Is iterative-DFS faster than recursive-DFS?

Question

I have implemented Depth First Search algorithm in an iterative manner and a recursive manner. They both work fine on files with small sizes (less than 1 MB). However, when I try to run them over files with 50 MB, it seems like that the recursive-DFS (9 secs) is much faster than that using an iterative approach (at least several minutes). In fact, the iterative approach took ages to finish.

The only reason I chose to implement the iterative DFS is that I thought it may be faster than the recursive DFS.But this does not seem to be the case. Is this expected ?

Note that: I was already using java -Xmx1024m -Xms1024m -Xmn256m -Xss16m RunAlgo to increase the memory.

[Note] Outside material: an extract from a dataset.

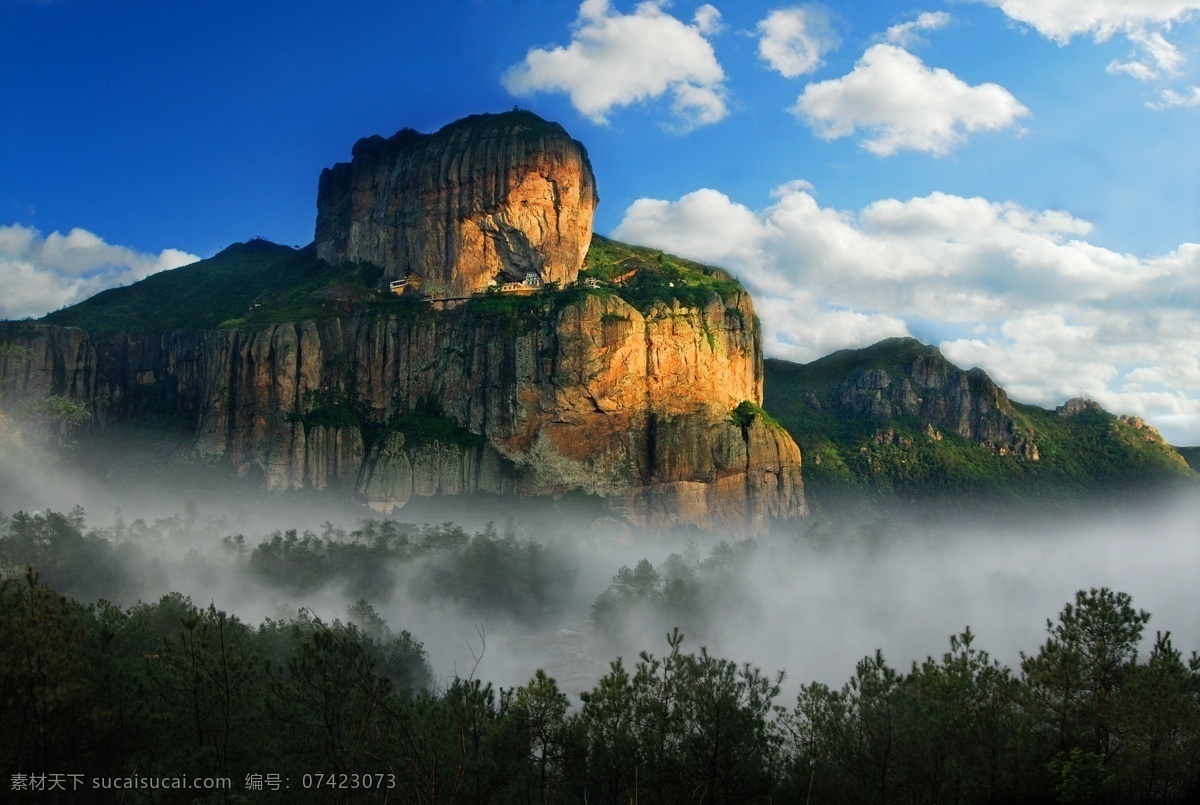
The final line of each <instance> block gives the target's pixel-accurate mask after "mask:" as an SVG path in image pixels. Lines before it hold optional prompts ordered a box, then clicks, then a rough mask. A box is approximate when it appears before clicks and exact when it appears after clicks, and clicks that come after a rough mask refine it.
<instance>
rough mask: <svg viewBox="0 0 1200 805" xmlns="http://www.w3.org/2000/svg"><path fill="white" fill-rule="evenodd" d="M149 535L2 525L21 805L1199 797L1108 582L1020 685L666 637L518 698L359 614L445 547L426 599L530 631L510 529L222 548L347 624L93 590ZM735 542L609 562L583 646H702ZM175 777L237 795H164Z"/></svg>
mask: <svg viewBox="0 0 1200 805" xmlns="http://www.w3.org/2000/svg"><path fill="white" fill-rule="evenodd" d="M192 516H193V515H187V516H182V517H179V518H175V521H174V527H176V528H186V527H187V519H188V517H192ZM160 525H161V524H160ZM139 529H145V524H144V523H142V524H138V523H137V522H136V523H132V524H124V523H120V524H118V525H115V527H110V528H108V529H91V530H85V525H84V517H83V512H82V511H79V510H77V511H74V512H71V513H66V515H61V513H55V512H37V513H26V512H18V513H16V515H13V516H12V517H7V518H2V519H0V569H2V572H4V581H2V582H0V773H2V775H4V781H2V785H4V787H5V789H6V791H7V792H10V793H8V794H7V795H6V798H11V799H12V800H13V801H23V799H28V800H29V801H64V803H66V801H79V803H91V801H118V800H120V801H281V803H283V801H287V803H293V801H313V803H325V801H338V803H352V801H362V803H374V801H384V799H385V798H386V799H388V800H389V801H413V803H451V801H452V803H629V801H637V803H691V801H694V803H766V801H792V803H799V801H805V803H808V801H811V803H1015V801H1024V803H1190V801H1198V800H1200V657H1198V656H1196V655H1195V654H1194V653H1193V654H1192V655H1190V657H1184V656H1183V654H1182V651H1181V650H1180V649H1178V648H1176V647H1175V645H1174V644H1172V641H1171V637H1170V635H1169V633H1158V635H1156V636H1154V637H1153V638H1151V637H1150V636H1148V635H1147V633H1146V629H1147V621H1148V620H1150V614H1148V613H1146V612H1144V611H1141V609H1138V608H1135V607H1134V603H1133V601H1132V600H1130V597H1129V596H1128V595H1126V594H1123V593H1118V591H1115V590H1111V589H1106V588H1100V589H1090V590H1080V591H1079V593H1078V594H1076V595H1075V597H1074V600H1073V601H1072V602H1069V603H1068V605H1066V606H1064V607H1063V608H1062V611H1061V612H1060V613H1058V614H1057V617H1056V618H1054V619H1050V620H1048V621H1046V633H1045V642H1044V643H1043V644H1042V645H1040V647H1037V648H1034V649H1033V650H1032V651H1031V653H1028V654H1022V656H1021V661H1020V663H1019V667H1018V668H1009V667H1006V666H1004V665H1002V663H1001V662H998V661H996V660H994V659H992V657H991V656H990V655H989V653H988V651H985V650H983V649H982V648H980V647H979V645H977V641H976V637H974V636H973V635H972V632H971V631H970V629H968V630H965V631H964V632H962V633H960V635H955V636H953V637H952V638H950V641H949V647H948V650H947V651H946V653H944V654H943V655H942V656H940V657H928V659H925V660H924V661H919V662H913V663H912V665H911V667H908V668H907V669H905V668H898V667H893V666H892V665H890V663H889V662H888V660H886V659H884V656H883V655H882V653H880V651H875V653H871V654H868V655H866V656H865V657H864V659H863V660H862V661H860V662H859V663H858V665H857V667H856V668H854V671H853V674H852V677H851V678H850V679H848V680H847V681H845V684H842V685H841V686H829V685H824V684H820V683H812V684H804V685H802V686H799V692H798V695H797V696H796V698H794V701H784V699H782V696H781V687H782V681H784V674H782V672H775V673H768V672H764V671H762V669H760V668H757V667H754V666H751V665H749V663H739V662H737V661H734V660H730V659H725V657H720V656H714V655H712V654H709V651H708V650H707V649H704V648H695V647H694V642H692V639H691V638H686V637H685V636H684V635H683V633H682V632H680V631H678V630H673V631H671V632H670V633H668V635H667V636H666V642H665V643H664V644H660V647H659V648H658V649H655V650H653V653H652V651H646V653H642V654H641V655H640V656H638V657H637V659H636V661H634V662H631V663H626V662H625V661H623V660H622V659H617V660H614V661H613V662H612V663H611V666H610V668H608V669H607V672H606V673H604V674H602V677H601V678H600V679H599V681H596V683H595V684H594V686H592V687H590V689H589V690H587V691H583V692H582V693H581V695H580V696H578V701H574V699H572V698H571V697H569V696H568V693H566V692H564V691H563V690H562V689H560V687H559V685H558V684H557V683H556V680H554V679H552V678H550V677H548V675H547V674H545V673H544V672H541V671H538V672H535V673H534V674H533V675H532V678H530V679H529V681H528V683H527V684H524V685H517V686H514V687H497V686H494V685H492V684H490V683H488V681H486V680H484V679H480V678H478V677H476V675H475V673H474V672H473V671H472V669H464V671H463V673H461V674H458V675H455V677H452V678H449V679H440V680H439V678H437V677H436V675H434V674H433V673H432V671H431V668H430V666H428V662H427V661H426V656H425V651H424V648H422V644H421V642H420V641H419V636H413V635H410V633H408V632H407V631H402V630H396V627H395V626H394V625H389V624H386V623H384V620H383V618H380V615H379V614H378V613H377V612H376V609H374V608H373V607H372V605H371V603H370V602H368V601H367V600H366V599H368V597H370V596H371V593H372V591H373V588H372V587H371V584H372V579H374V583H377V584H383V583H384V579H383V577H382V576H379V567H380V566H382V565H383V564H384V563H383V557H385V555H386V557H390V558H391V559H392V560H395V561H401V563H403V561H416V560H418V559H420V558H422V557H426V558H427V557H430V555H437V557H440V559H439V561H438V563H437V564H436V565H427V566H426V569H428V567H434V566H436V567H438V571H437V572H426V571H422V573H421V577H422V578H424V584H425V588H424V590H422V591H421V593H420V595H424V596H426V597H427V599H428V600H431V601H433V600H438V599H445V597H454V596H458V597H460V599H462V597H463V596H467V597H468V599H469V600H466V602H464V603H466V605H467V606H484V607H500V608H506V611H508V612H509V613H511V615H512V617H515V618H532V619H535V618H538V617H539V613H541V612H546V611H547V609H553V608H554V607H556V606H559V605H560V603H562V596H563V595H565V590H566V587H565V585H564V584H565V582H564V581H563V579H564V578H569V576H570V573H571V569H570V567H569V566H565V565H563V564H562V561H560V559H562V558H560V557H559V555H558V554H557V553H556V552H553V551H550V549H546V548H544V547H541V546H539V545H536V543H534V542H532V541H528V540H522V539H518V537H517V536H515V535H514V534H511V533H504V534H498V533H497V531H496V530H494V529H491V528H487V529H484V530H482V531H479V533H476V534H473V535H468V534H466V533H464V531H463V530H462V529H460V528H457V527H455V525H452V524H450V523H446V524H442V525H434V527H430V525H426V527H420V528H419V527H413V525H407V524H402V523H394V522H390V521H383V522H366V523H364V524H362V525H361V527H360V528H359V529H356V530H355V531H353V533H344V531H338V530H337V529H336V528H334V527H332V525H326V527H325V528H324V533H322V534H308V533H305V534H296V533H294V531H283V533H275V534H271V535H268V536H266V537H265V539H263V540H262V541H259V542H258V543H257V545H248V543H247V542H246V540H245V537H244V536H240V535H230V536H228V537H227V539H226V540H223V546H222V548H221V549H222V551H223V552H226V554H227V555H228V557H229V558H230V559H232V560H234V561H238V563H242V564H245V565H246V566H247V567H248V569H250V571H251V572H252V573H253V576H254V577H257V578H259V579H260V581H262V583H264V584H283V585H292V587H293V588H295V589H296V590H299V591H304V590H306V589H311V588H312V585H313V584H316V583H317V582H318V579H317V578H316V577H313V576H312V573H313V572H314V571H316V570H319V571H320V572H322V573H334V575H338V573H340V575H343V576H344V577H347V578H349V579H354V583H355V585H359V587H361V589H362V590H364V595H365V596H366V597H365V599H362V600H360V601H358V602H356V603H354V605H353V606H350V607H349V608H348V609H347V612H346V617H344V618H335V619H322V618H319V617H317V615H316V614H313V613H312V612H311V611H306V609H301V611H299V612H298V613H296V614H295V615H292V617H287V618H268V619H264V620H263V621H262V623H259V624H258V625H252V624H247V623H244V621H242V620H240V619H239V618H238V617H235V615H233V614H228V613H227V612H223V611H222V609H221V608H218V607H217V606H216V605H215V603H210V605H208V606H199V605H196V603H194V602H193V601H192V600H190V599H187V597H186V596H182V595H180V594H168V595H164V596H161V597H160V599H158V600H156V601H152V602H143V601H139V602H136V603H132V605H127V606H121V605H116V603H112V602H108V601H106V600H103V597H98V596H100V595H102V594H103V591H104V590H106V589H115V587H114V585H119V584H120V581H121V579H120V578H119V577H118V576H115V575H119V573H120V572H121V571H120V569H121V566H122V557H121V552H122V551H127V549H128V547H127V546H130V545H136V543H137V541H136V540H133V537H138V539H142V542H143V543H144V541H145V536H146V535H145V534H142V535H139V534H137V533H136V531H138V530H139ZM131 540H133V541H131ZM752 549H754V548H752V547H749V546H746V545H738V546H722V545H719V546H716V547H715V548H714V549H713V552H712V553H710V555H708V557H707V558H700V557H698V555H680V554H676V555H672V557H670V558H668V559H667V560H666V561H664V563H661V564H660V565H659V566H658V567H655V566H654V565H653V564H652V563H649V561H642V563H637V564H636V565H635V566H634V567H628V566H626V567H622V569H620V570H619V571H618V572H617V573H616V576H614V577H613V579H612V584H611V585H610V588H608V589H607V590H605V591H604V593H602V594H601V595H600V597H599V599H596V601H595V603H594V606H593V618H594V620H595V624H596V627H598V630H600V631H604V630H605V629H606V627H611V626H612V624H614V623H616V619H617V618H619V617H620V614H622V613H623V612H628V611H629V609H630V608H631V607H634V606H637V605H647V606H650V607H653V608H655V609H656V611H658V612H660V613H661V614H662V615H664V617H666V618H674V617H676V615H689V617H690V618H691V619H692V621H694V625H695V626H696V627H697V629H703V623H702V621H703V612H702V611H697V609H696V603H697V602H700V601H704V600H707V599H708V597H709V596H710V595H718V593H716V591H718V590H719V589H720V588H721V587H722V583H721V579H722V573H725V572H727V571H728V569H730V567H731V566H733V565H736V564H737V561H738V557H739V555H740V554H743V553H745V552H749V551H752ZM106 575H107V576H106ZM498 578H499V579H502V582H506V583H502V582H498V581H497V579H498ZM359 587H356V589H358V588H359ZM67 594H70V595H67ZM472 596H473V597H472ZM682 621H683V623H684V624H686V618H682ZM1144 637H1145V638H1146V639H1145V643H1146V645H1148V651H1147V650H1145V647H1144V645H1142V644H1144ZM869 648H870V647H864V650H869ZM1140 649H1141V650H1140ZM480 650H486V648H484V647H482V645H481V647H480ZM110 779H118V781H119V782H116V783H112V782H109V780H110ZM181 779H182V780H186V781H187V785H190V786H194V785H198V783H200V782H202V781H200V780H198V779H221V780H226V781H228V787H222V788H220V789H211V791H200V789H198V788H196V787H190V788H184V789H176V788H172V786H173V785H184V783H180V782H179V780H181ZM151 780H154V781H155V785H158V786H166V788H167V789H162V788H151V787H150V781H151ZM94 785H100V786H102V787H103V786H116V785H128V786H133V788H132V789H128V791H126V789H122V791H116V789H112V788H110V789H108V791H103V789H101V791H96V789H94V788H92V786H94ZM139 786H140V787H139ZM52 788H56V791H53V793H52V792H50V789H52ZM380 789H382V791H380Z"/></svg>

Below is the code I used to write the iterative DFS.

class IterativeDFS{
long time;
LinkedList<Vertex>topological_sort_list = new LinkedList<Vertex>();

public IterativeDFS(Digraph G){
    dfs(G);
}

public void dfs(Digraph G){
    for(Vertex u : G.getAllVertices()){
        u.set_color("WHITE");
        u.set_pi(-1);
    }
    time = 0;

    for(Vertex u : G.getAllVertices()){
        if(u.get_color().equals("WHITE")){
            dfs_stack(G, u);
        }
    }
}

public void dfs_stack(Digraph G, Vertex u){
    int size =  G.getAllVertices().size();

    /*
     *  to be able to iterate over each adjacency list, keeping track of which
     *  vertex in each adjacency list needs to be explored next.
     */
    HashMap<Vertex, Iterator<Vertex>> adj_map = new HashMap<Vertex, Iterator<Vertex>>();
    for(Vertex i : G.getAllVertices()){
        adj_map.put(i, G.adjEdges(i).iterator());
    }

    Stack<Vertex> stack = new Stack<Vertex>();
    // time++;          // white vertex u has just been discovered
    u.set_d(time);
    u.set_color("GRAY");
    stack.push(u);

    while(!stack.empty()){

        Vertex k = stack.peek();

        Vertex v = null;
        if(adj_map.get(k).hasNext()){
            v = adj_map.get(k).next();          // explore edges (k,v)
            if(v.get_color().equals("WHITE")){
                v.set_pi(k.get_node());
                //  time++;
                v.set_d(time);
                v.set_color("GRAY");
                stack.push(v);
            }
        } else{
                // v's adjacency list is exhausted
                Vertex t = stack.pop();
                time++;
                t.set_f(time);
                t.set_color("BLACK");
                /*
                 *  Topological Sort :
                 *      1. call DFS(G) to compute finishing times v.f for each vertex v
                 *      2. as each vertex is finished, insert it onto FRONT of linked list
                 *      3. return linked list of vertices
                 */
                topological_sort_list.addFirst(t);
        }
    }
}

public LinkedList<Vertex> topological_sort(){
    return topological_sort_list;
}

}

Answer 1

If you're talking about time complexity, the answer is that both of them are the same. Regardless of implementation, the runtime of DFS is O(V), because you should be visiting each vertex in the graph exactly once. Moreover, the runtime is also Omega(V), because you access all the vertices in the graph once regardless of input size. This leaves the runtime of DFS at Theta(V). The overall DFS algorithm remains the same regardless of implementation. Therefore, the runtime of recursive vs. iterative DFS should both be the same, at Theta(V).